Ainda a assinalar o Surrealismo - sem esquecer Miró, Max Ernst e Dali. Tive vontade de trazer uma secretária que estava em exposição na parte da arte italiana (Bureau de Carlo Mollino), mas lembrei-me que tinha deixado a mochila no "guarda-mochilas" (neste momento estou com amnésia parcial e não me lembro do raio do nome do sítio!)
Nota do Pompidou: 9/10 (pas mal!)


...E como já eram 4h30 da tarde, há que se pôr a caminho porque ainda há muito para ver! Passei pela simpática Église de St. Merry num gótico do século XVI. Fiquei a saber que tem o sino mais antigo de Paris, que data de 1331 e que sobreviveu à Revolução Francesa!

Depois de andar um pouco pela Rue du Rivoli, fui brindada por um pseudo-concerto de órgão em Saint-Germain l'Auxerrois, uma pequena igreja que fica em frente (ou atrás, depende!) do belo Louvre!

Nada como passear, com o Sena de um lado e o Louvre do outro! O problema era mesmo os carros: é que são tantos tantos que parece que nascem do chão ou que caem do ar... Mas nada disso pôde impedir-me de apreciar a outra margem (sul?), com o Institut de France, o belíssimo Musée d'Orsay (paragem obrigatória no próximo sábado!) e a Assemblée Nationale.

Entretanto, cheguei ao meu destino - a Orangerie que fica no fundo do Jardin des Tuileries e que dá para a Place de la Concorde (que no centro tem um obelisco gigante, que foi dado pelo governo egípcio ao governo francês; originalmente marcava a entrada no Templo de Luxor; foi nesta praça que a guilhotina se fartou de trabalhar na Revolução Francesa!). É do lado oposto à Orangerie que começam... os Champs Élysées, où "il y a tout ce que vous voulez"!

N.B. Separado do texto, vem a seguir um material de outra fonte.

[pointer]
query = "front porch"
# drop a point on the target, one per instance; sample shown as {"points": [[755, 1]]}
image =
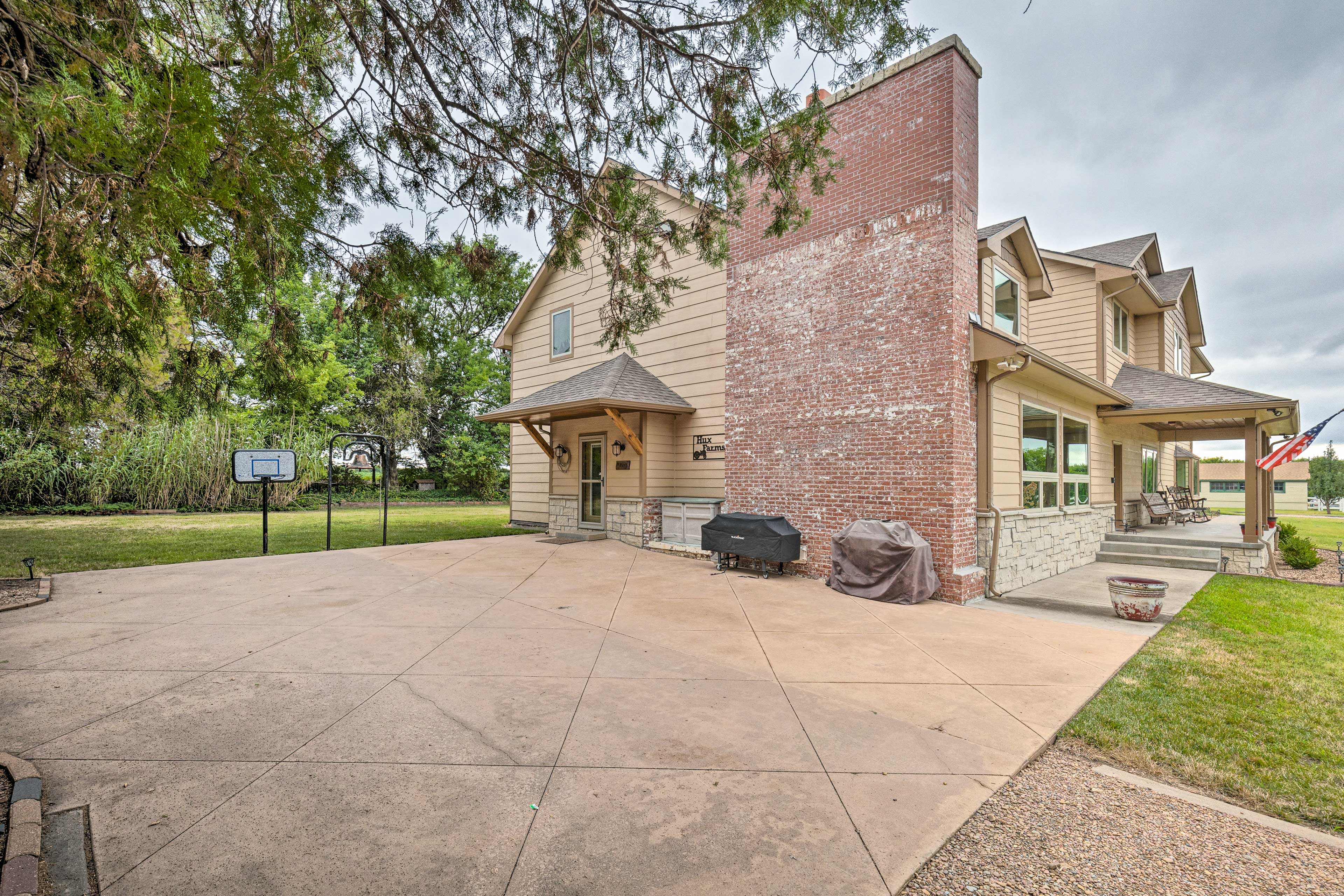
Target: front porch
{"points": [[1217, 546]]}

Quanto à Orangerie em si, é um museu super simpático, com uma colecção sobretudo impressionista (o que é excelente para abrir o apetite para a "revisitação" d'Orsay!): Cézanne, Renoir, Gauguin, Mondigliani, Derain, Utrillo e ainda uns Picassos e Matisses meios "disfarçados". Ah! E não esquecer as duas salas ovais com 8 pinturas dos nenúfares (Nymphéas) do genial Monet - a música ambiente e a temática ajudavam a entrar num estado completamente zen!
A não perder mesmo!! Nota: 8,5/10


E como já é da praxe, acabei o passeio sentada à beira de uma fonte no Jardin des Tuileries, a aproveitar o céu azul com um sol lindo, com o livro do Clarke...


Paris c'est super! (pelo menos, até começar o trabalho a sério ;) - oh mon Dieu! Para a semana já começa a neurocirurgia!)


PS: Com estas andanças todas já ganhei jackpot: 4 bolhas nos pés... pas bon!

3 comments:

joaninha* said...

Isso é que são passeios de fazer inveja... reconheci alguns sítios, e fiquei a conhecer outros... isto é quase um documentário, até temos direito a uma "pitadinha" de franciú :)
É bom saber que te estás a divertir e a aproveitar ao máximo.

Bjinhos

Duarte said...

Kandinsky, ai a minha amiga também gosta de Wassily Kandinsky. É um dos meus pintores preferidos!!! Estou a ver que esta vai ser apenas a minha primeira visita a Paris... desta vez para homenagear a amizade, nas seguintes para apreciar toda essa panóplia de arte, a que fazes referência nestes textos magníficos.

Ahh se quiseres levamos a tua máquina fotográfica ;)

Beijinhos

Duarte said...

Kandinsky, ai a minha amiga também gosta de Wassily Kandinsky... é um dos meus pintores favoritos!!! Estou a ver que esta vai ser apenas a minha 1ª viagem a Paris, desta vez para homenagear a amizade, as seguintes para desfrutar de toda essa panóplia de cultura.